Analysis of the Characteristics and Ideas of Ancient Urban Land-Use Based on GIS and an Algorithm: A Case Study of Chang’an City in the Sui and Tang DynastiesChen, Siliang;Dong, Yue;Chen, Xiangyu;Xu, Xinyue;Gong, Jiangbo
doi: 10.3390/rs15122962pmid: N/A
As ancient cities are spaces that represent the development of civilization, it is worth exploring and studying their characteristics and conceptions of land use. In this regard, the focus has turned to the issue of how to achieve the efficient mining of massive urban remote sensing data through human–computer collaboration. In this paper, a new intelligent method of analyzing urban land use characteristics and their cultural significance is proposed; it is feasible, effective, accurate, manageable, and portable. The method is based on a geographic information system (GIS) and a specific algorithm. The city plan was calibrated with the help of satellite remote sensing images and sites.

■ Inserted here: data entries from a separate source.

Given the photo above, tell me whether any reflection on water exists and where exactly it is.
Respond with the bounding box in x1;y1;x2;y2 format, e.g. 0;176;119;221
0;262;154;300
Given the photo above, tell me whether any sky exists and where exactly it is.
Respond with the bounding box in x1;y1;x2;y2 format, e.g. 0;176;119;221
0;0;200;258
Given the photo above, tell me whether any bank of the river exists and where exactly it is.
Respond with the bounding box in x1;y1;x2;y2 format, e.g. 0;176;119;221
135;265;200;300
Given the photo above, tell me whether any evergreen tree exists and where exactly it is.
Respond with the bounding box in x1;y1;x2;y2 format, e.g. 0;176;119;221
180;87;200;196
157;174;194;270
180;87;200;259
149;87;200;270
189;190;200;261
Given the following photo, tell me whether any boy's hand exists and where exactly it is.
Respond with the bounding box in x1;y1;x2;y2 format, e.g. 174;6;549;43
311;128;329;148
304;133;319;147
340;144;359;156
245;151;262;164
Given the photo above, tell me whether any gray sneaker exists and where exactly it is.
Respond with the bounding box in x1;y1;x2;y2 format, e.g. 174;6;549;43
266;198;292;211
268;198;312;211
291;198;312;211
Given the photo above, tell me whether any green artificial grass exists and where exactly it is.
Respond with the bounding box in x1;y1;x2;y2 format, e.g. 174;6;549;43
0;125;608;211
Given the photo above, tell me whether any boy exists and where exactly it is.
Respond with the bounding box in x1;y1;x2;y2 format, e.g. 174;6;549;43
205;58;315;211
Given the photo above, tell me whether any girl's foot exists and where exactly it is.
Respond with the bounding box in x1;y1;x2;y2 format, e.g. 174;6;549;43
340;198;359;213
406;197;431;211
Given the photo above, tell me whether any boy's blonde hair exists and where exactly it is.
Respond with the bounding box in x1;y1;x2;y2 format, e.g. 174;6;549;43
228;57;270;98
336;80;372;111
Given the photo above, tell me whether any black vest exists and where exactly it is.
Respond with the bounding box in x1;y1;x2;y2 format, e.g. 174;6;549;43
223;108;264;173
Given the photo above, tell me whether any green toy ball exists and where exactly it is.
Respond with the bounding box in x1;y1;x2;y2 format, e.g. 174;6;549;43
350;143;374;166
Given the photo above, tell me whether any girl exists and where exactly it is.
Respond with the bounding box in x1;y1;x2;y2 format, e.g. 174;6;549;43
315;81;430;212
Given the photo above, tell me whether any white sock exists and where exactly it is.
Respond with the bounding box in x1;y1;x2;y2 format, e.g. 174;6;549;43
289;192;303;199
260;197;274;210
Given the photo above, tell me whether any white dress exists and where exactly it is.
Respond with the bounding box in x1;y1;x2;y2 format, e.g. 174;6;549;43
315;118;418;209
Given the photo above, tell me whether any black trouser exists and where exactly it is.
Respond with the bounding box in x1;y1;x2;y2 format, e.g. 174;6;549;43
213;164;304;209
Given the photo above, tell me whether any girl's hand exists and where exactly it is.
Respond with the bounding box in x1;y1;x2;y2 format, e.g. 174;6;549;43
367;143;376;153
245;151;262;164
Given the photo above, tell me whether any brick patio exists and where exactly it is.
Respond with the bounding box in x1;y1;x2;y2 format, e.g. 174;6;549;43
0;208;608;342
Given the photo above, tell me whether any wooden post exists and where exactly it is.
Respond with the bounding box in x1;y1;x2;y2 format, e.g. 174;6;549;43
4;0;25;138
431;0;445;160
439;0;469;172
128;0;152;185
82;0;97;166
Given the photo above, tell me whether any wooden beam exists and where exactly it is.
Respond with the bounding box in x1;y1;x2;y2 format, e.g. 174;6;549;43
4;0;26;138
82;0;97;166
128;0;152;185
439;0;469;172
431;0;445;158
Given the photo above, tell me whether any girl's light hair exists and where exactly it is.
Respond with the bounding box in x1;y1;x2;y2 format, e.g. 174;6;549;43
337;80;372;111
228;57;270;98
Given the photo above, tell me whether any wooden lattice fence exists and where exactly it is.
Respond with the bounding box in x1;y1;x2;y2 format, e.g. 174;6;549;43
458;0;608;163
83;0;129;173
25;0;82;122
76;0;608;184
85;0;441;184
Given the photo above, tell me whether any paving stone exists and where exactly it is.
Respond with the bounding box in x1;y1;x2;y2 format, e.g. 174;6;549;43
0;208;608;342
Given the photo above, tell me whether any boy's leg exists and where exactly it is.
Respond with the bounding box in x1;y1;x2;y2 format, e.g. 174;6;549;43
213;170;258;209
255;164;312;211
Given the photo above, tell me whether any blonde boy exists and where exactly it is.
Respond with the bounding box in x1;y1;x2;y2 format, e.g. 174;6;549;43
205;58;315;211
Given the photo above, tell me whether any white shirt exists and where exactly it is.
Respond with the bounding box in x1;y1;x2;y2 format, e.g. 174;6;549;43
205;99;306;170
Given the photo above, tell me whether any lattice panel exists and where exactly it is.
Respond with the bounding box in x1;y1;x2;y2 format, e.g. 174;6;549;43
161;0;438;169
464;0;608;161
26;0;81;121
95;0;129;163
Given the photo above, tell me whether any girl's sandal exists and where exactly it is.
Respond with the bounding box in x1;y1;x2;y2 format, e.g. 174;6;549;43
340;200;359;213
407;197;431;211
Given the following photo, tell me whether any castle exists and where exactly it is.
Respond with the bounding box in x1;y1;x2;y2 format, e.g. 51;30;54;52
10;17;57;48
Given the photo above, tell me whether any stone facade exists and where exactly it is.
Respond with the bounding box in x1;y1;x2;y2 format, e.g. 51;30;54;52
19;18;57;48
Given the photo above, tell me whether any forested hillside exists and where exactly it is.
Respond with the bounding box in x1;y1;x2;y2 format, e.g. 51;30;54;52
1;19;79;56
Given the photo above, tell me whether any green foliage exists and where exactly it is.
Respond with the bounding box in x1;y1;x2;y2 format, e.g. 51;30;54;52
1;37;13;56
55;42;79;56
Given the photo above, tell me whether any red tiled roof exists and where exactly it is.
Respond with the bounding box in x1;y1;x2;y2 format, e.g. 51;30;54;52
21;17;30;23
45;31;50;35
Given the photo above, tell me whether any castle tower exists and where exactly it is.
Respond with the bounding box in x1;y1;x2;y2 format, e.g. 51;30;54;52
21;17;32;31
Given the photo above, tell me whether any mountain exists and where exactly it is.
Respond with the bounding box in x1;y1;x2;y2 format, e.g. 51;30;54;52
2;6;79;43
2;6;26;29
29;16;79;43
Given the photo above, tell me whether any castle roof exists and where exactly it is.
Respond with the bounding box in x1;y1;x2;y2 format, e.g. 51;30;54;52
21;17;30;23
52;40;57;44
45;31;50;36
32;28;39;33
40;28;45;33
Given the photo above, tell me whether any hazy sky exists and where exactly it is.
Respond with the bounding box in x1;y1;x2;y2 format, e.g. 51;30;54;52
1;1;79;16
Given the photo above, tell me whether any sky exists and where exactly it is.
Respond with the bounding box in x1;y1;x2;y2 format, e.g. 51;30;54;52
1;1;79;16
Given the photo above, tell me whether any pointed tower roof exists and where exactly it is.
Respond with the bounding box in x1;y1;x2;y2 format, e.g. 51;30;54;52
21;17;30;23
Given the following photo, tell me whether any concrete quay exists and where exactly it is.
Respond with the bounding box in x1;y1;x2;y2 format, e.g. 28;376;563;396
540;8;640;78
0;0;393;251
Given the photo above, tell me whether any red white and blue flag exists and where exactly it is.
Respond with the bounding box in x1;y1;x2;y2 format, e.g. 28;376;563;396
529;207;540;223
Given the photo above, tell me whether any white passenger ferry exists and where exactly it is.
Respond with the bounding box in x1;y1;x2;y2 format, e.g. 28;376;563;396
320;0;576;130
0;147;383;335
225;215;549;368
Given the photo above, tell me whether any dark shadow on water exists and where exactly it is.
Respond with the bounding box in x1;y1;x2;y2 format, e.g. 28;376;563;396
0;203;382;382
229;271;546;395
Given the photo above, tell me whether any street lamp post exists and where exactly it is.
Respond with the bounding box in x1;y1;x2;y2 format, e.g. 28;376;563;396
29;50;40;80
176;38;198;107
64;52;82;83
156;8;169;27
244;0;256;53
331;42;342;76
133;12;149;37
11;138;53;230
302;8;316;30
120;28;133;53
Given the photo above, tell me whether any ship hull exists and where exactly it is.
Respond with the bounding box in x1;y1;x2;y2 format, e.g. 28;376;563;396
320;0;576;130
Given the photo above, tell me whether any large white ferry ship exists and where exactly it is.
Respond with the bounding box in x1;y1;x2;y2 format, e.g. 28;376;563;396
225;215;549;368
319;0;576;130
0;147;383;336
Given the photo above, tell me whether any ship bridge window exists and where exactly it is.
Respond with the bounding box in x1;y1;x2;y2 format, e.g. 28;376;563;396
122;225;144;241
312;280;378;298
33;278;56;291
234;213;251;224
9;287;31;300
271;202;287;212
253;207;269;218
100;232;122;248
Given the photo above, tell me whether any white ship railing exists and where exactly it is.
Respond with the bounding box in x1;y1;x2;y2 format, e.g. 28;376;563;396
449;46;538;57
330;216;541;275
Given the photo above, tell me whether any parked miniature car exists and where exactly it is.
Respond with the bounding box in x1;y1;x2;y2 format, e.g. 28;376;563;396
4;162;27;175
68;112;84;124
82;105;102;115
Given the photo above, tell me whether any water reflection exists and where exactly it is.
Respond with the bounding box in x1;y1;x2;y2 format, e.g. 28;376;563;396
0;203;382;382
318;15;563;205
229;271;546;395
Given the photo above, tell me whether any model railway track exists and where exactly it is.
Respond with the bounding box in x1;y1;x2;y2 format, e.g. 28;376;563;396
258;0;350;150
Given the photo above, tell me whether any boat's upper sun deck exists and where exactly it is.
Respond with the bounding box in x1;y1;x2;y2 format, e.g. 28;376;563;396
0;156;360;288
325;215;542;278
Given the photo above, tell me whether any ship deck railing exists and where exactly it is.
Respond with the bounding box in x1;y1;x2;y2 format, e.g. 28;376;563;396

By constructing the “urban element area acquisition and analysis model”, various operations for areas in the city plan were realized, including an area value calculation, land use structure calculation, area modulus analysis, area ratio analysis between areas, and determination of the cultural significance of numbers and ratios. Taking the Sui and Tang dynasties capital city of Chang’an as an example, we found the existence of a set of urban planning techniques through area modulus (standard area units) for the first time; it took the market area as the modulus A and the area of Daxing Palace as the expanded modulus 2A, made the area of important areas in the city an integer multiplied by the modulus value (for example, the overall scope of the city is 100A, the rectangular urban area is 90A, and the small city area is 10A), and made the key values and numerical ratios have a cultural significance (such as 4.5, 5.5, 10, 25, 30, 100, 12:10, 1.618:1, 9:5, 45:1, 2:1), reflecting the planning and design concept of the capital city, into which the ancient Chinese deliberately integrated “number, shape and meaning”. In addition, we carried out supplementary verification with the Roman city of Timgad and the Japanese city of Heijo-kyo, discovering that they also have design methods for area planning. We believe that land use planning can better meet the practical needs of urban resource distribution. Compared with urban form design, it might have chronological precedence. By setting the area modulus and the modulus value of each area, the grid-shaped city achieves the rational distribution of land and the establishment of order in an efficient way, and this thought and operation method greatly contributed to the advancement of ancient civilizations.